Google Cloud GCVE incident details

What happened? Summary

During the initial deployment of Google Cloud VMware Engine (GCVE) private clouds for customers using our internal tools, a parameter was left blank, causing a Google operator to misconfigure the GCVE service. This had the unintended and subsequently unknown consequence of causing customer GCVE private clouds to default to a fixed duration and then be automatically deleted at the end of that duration. Both the incident trigger and the behavior of our downstream systems have been fixed to ensure this does not happen again.

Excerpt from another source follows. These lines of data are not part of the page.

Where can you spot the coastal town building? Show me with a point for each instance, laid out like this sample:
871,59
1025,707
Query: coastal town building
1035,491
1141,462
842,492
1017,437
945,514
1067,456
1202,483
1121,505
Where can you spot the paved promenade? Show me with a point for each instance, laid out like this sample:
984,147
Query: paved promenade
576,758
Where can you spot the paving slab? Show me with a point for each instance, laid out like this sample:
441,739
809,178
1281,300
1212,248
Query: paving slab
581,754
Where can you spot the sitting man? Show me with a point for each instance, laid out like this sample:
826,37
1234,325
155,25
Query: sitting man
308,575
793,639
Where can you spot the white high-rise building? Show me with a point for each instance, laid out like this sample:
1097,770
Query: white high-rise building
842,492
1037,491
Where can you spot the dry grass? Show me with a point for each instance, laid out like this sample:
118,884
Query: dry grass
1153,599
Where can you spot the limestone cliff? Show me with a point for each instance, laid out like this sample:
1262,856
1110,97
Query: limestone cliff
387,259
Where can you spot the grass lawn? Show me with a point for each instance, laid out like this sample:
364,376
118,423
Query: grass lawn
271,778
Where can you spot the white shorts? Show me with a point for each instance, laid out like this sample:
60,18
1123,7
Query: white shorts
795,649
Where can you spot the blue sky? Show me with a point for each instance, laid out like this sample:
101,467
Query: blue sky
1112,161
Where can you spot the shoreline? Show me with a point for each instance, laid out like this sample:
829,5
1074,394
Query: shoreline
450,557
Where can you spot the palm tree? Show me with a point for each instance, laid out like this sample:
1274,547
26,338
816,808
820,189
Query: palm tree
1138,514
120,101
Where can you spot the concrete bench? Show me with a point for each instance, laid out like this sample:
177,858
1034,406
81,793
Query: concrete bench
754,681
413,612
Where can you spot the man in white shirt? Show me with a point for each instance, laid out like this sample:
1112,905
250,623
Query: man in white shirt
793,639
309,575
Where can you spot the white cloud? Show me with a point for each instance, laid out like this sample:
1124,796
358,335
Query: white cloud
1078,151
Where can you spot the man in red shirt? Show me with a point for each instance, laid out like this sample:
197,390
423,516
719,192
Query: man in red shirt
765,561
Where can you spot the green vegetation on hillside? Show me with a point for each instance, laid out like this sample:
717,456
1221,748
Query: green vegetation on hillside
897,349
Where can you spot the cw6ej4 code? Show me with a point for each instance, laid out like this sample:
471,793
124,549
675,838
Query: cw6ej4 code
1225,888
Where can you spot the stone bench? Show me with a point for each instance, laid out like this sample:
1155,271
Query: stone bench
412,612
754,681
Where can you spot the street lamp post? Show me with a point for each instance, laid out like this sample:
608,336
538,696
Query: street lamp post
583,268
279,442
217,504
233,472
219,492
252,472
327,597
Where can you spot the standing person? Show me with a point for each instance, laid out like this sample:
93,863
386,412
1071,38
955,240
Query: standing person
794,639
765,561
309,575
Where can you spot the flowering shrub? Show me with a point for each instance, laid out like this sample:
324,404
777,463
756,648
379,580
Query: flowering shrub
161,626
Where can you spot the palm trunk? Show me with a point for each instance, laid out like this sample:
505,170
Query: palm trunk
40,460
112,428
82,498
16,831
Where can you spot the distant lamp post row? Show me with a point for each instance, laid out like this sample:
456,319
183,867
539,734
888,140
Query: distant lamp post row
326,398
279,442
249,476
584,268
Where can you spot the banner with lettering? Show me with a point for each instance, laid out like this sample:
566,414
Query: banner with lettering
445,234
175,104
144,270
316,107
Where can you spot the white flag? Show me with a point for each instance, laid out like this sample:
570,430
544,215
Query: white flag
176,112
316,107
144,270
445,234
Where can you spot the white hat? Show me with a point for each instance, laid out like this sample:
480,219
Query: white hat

This incident did not affect any Google Cloud services other than this customer's GCVE private cloud. No other customers were affected by this incident.

Digging deeper:

Deployment using exception processing

In early 2023, our operators deployed one of the customer's GCVE private clouds using our internal tool to meet a specific capacity placement need. This internal tool for capacity management was retired in Q4 2023 and is no longer required as it has become fully automated (i.e. no human intervention is required).

Blank input parameters caused unintended behavior

Google operators followed their internal management protocols, but left one input parameter blank when using their internal tools to provision a customer's private cloud. Because the parameter was blank, the system assigned it a then-unknown default fixed duration value of one year.

Your GCVE Private Cloud was deleted after the system-allocated 1-year period expired. No notification was sent to you as the deletion was triggered as a result of a Google operator leaving a parameter blank using an internal tool, not as a deletion request from you. In the case of a customer-initiated deletion, you are notified in advance.


The customer and our teams worked around the clock over several days to recover the customer's GCVE private cloud, restore network and security configurations, restore applications, and recover data to restore full operations.

This was supported by the customer's robust and resilient architectural approach to managing the risk of outages and failures.

Backups of data stored in Google Cloud Storage in the same region were not affected by the deletion and, along with third-party backup software, helped with quick restores.


Google Cloud has taken several steps to prevent this incident from happening again:

The internal tool that triggered this chain of events has been deprecated; this aspect is now fully automated and controllable by the customer via the user interface, even if specific capacity management is required.

We scrubbed our system databases and manually reviewed all GCVE private clouds to ensure that no other GCVE deployments were at risk.

We have corrected the system behavior of marking GCVE private clouds for deletion in such deployment workflows.


Prior to this incident, there have been no incidents of this nature within Google Cloud, and this is not a systemic issue.

Google Cloud services have strong safeguards in place that combine soft deletion, advance notification, and human intervention when necessary.

We have confirmed that these safety measures remain in place.

Close collaboration with the customer was essential to a rapid recovery, and the customer's CIO and technical teams deserve credit for the speed and precision with which they worked closely with the Google Cloud team to execute the recovery 24/7.

Fail-safe, resilient and robust risk management is essential to recover quickly in the event of an unexpected incident.

Google Cloud continues to deliver the most resilient and stable cloud infrastructure in the world, and despite this one-time incident, Google Cloud's uptime and resiliency has been independently verified to be the best of any major cloud.